Parliament of Albania
- Long title On the transitional re-evaluation of judges and prosecutors in the Republic of Albania ;
- Citation: no. 84/2016
- Passed: 2016-08-30
- Enacted: 2016-09-23
- Committee responsible: Special Parliamentary Committee on Reform in the Judicial System

Summary
- Establish procedures for the re-evaluation of the performance and wealth of judges and prosecutors

= Vetting law =

Albanian legislation on evaluating judges

The vetting law (Ligji i veting-ut), officially law no. 84/2016, "On the transitional re-evaluation of judges and prosecutors in the Republic of Albania", (Note: Për rivlerësimin kalimtar të gjyqtarëve dhe prokurorëve në Republikën e Shqipërisë) is an Albanian law allowing for the evaluation of judges and prosecutors and their dismissal after a review was completed by a panel of appointed "commissioners". It was developed through cooperation between all major political parties in the Albanian parliament and several international actors after the unanimously approved constitutional amendments that allowed for its creation. The law was ultimately passed in August 2016 with the votes of the governing coalition and independents.

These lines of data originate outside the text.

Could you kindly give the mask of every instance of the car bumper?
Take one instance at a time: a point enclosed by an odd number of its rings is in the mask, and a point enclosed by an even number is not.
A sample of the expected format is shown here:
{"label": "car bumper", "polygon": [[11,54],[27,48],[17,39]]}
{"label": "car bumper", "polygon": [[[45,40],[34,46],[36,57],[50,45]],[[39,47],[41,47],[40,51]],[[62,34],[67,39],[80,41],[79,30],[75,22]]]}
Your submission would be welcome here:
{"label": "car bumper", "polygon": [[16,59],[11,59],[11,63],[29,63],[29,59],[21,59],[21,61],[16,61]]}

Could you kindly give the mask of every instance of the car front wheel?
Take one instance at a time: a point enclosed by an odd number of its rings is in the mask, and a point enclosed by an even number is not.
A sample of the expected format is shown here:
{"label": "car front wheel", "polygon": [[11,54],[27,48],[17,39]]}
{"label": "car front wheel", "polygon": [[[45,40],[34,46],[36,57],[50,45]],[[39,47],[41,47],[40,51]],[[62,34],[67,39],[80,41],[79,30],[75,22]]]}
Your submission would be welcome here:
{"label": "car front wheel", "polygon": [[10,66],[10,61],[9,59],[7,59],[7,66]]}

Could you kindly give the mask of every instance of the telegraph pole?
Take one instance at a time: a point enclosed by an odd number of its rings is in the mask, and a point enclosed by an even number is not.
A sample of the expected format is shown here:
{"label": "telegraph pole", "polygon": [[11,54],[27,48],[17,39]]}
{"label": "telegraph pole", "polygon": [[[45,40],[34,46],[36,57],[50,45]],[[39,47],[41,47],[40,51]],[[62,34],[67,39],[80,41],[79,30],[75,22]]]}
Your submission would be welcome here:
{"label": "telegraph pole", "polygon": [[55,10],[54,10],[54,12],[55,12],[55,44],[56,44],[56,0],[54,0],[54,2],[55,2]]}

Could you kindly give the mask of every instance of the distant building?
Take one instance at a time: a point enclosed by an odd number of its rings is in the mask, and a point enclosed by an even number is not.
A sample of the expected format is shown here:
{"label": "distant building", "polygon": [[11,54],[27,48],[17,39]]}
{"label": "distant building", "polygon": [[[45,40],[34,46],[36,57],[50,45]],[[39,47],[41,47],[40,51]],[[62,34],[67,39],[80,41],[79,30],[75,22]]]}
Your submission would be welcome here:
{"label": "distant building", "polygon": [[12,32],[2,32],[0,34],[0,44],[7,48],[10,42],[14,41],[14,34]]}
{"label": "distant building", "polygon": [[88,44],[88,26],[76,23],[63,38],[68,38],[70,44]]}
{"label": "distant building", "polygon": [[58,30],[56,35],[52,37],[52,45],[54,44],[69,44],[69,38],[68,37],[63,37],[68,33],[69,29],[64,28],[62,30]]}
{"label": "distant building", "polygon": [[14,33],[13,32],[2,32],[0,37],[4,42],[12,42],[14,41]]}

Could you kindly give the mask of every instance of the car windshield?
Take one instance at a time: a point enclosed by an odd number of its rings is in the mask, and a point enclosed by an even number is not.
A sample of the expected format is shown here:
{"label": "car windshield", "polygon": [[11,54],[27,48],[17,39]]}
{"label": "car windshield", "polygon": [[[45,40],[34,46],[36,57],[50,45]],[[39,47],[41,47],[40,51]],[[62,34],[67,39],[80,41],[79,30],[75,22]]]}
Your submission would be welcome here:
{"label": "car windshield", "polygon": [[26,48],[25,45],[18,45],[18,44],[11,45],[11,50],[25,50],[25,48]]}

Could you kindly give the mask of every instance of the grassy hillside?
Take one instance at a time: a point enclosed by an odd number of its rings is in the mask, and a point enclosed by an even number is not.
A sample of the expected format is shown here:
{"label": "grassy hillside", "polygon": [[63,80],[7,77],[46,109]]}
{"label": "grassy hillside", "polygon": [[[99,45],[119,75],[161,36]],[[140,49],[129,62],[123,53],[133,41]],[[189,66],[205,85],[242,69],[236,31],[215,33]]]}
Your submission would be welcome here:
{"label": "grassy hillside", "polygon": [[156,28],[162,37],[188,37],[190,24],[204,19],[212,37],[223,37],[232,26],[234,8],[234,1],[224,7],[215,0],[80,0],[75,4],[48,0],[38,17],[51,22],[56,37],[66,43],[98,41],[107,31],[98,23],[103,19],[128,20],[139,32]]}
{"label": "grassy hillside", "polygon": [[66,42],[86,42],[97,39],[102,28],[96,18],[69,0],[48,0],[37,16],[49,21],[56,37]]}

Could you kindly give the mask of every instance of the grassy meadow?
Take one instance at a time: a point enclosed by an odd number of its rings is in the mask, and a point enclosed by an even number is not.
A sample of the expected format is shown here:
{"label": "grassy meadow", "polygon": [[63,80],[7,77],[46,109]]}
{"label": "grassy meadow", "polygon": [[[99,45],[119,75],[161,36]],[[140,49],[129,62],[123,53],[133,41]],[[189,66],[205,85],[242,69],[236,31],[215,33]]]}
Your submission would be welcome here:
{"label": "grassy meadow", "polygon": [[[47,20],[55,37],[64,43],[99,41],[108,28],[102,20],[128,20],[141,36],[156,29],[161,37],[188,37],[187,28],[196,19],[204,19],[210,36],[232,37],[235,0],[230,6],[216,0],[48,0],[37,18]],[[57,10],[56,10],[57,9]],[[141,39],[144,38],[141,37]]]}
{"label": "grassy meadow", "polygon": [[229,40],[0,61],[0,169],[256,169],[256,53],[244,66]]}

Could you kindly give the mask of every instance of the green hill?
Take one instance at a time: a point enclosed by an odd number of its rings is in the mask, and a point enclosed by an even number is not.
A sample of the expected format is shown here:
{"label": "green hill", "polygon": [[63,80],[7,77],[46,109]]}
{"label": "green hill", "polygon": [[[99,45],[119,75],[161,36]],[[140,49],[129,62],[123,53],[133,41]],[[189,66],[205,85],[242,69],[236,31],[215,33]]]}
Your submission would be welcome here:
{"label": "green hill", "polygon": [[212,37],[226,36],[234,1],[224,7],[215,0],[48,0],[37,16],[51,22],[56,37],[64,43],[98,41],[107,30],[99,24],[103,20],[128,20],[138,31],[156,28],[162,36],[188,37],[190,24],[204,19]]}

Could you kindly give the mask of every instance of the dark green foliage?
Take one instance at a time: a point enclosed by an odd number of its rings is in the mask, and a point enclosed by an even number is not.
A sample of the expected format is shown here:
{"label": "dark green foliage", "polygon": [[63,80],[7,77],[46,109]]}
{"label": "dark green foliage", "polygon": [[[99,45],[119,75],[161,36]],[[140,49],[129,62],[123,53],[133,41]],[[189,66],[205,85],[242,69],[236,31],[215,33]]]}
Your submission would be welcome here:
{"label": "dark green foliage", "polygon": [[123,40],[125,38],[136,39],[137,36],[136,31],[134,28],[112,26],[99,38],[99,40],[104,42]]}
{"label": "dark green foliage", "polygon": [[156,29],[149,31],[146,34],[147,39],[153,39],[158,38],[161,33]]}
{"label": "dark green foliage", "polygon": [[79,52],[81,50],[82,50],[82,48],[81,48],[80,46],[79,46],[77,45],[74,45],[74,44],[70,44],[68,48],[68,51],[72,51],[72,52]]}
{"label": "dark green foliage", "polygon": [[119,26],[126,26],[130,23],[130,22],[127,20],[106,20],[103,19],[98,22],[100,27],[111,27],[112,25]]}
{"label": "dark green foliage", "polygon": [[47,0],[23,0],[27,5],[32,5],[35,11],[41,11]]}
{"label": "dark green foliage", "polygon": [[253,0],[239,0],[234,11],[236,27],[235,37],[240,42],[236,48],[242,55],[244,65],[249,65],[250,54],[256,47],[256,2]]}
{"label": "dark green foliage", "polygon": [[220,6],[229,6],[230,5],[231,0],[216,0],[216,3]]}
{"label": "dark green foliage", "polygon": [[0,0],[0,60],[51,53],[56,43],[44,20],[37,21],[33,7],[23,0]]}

The vetting law was one of the most important components of the judicial reforms of 2016 that represented the biggest overhaul to Albania's judicial system since the fall of communism in the country. The Independent Commission of Qualification was set up to conduct checks on the moral character, professional performance, and wealth of judges and prosecutors in Albania with other bodies responsible for monitoring the process and handling appeals.

During the first period of evaluations, around 800 judges and prosecutors were subject to the vetting process, over 200 of which were subsequently dismissed.

From January 2025, ongoing evaluations previously run by the Independent Commission will be carried out by SPAK.